La fonction publique britannique dit «No» à la réforme des retraites | Union Européenne, une construction dans la tourmente | Scoop.it
Plusieurs milliers de personnes se sont mobilisées outre-Manche ce jeudi pour dénoncer ce projet gouvernemental, qui prévoit de repousser à 67 ans l'âge de départ à la retraite.

 

Des dizaines de milliers de salariés de la fonction publique étaient à nouveau en grève jeudi au Royaume-Uni pour protester contre la réforme des retraites projetée par le gouvernement, objet d’une contestation récurrente depuis dix-huit mois.
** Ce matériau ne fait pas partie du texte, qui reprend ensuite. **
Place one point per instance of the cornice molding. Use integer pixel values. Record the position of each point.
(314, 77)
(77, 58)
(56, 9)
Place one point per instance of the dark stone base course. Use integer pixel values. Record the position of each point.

Les syndicats, qui ne fournissent généralement pas de chiffres de participation, espéraient mobiliser jusqu'à 400.000 personnes, sans atteindre toutefois l’ampleur de la grève de novembre qui avait rassemblé près de deux millions de mécontents, d’après leurs estimations.

Des fonctionnaires, des maîtres de conférence, des policiers, des gardiens de prison, des salariés du secteur de la santé et du ministère de la Défense se sont joints au mouvement, ainsi que ceux de l’Immigration, faisant craindre des files d’attente dans les aéroports.

Du personnel supplémentaire a été déployé en prévision aux postes frontières pour faire face aux pics d’arrivées dans la journée.

Le mouvement a aussi touché des perceptions, des collèges et des musées.....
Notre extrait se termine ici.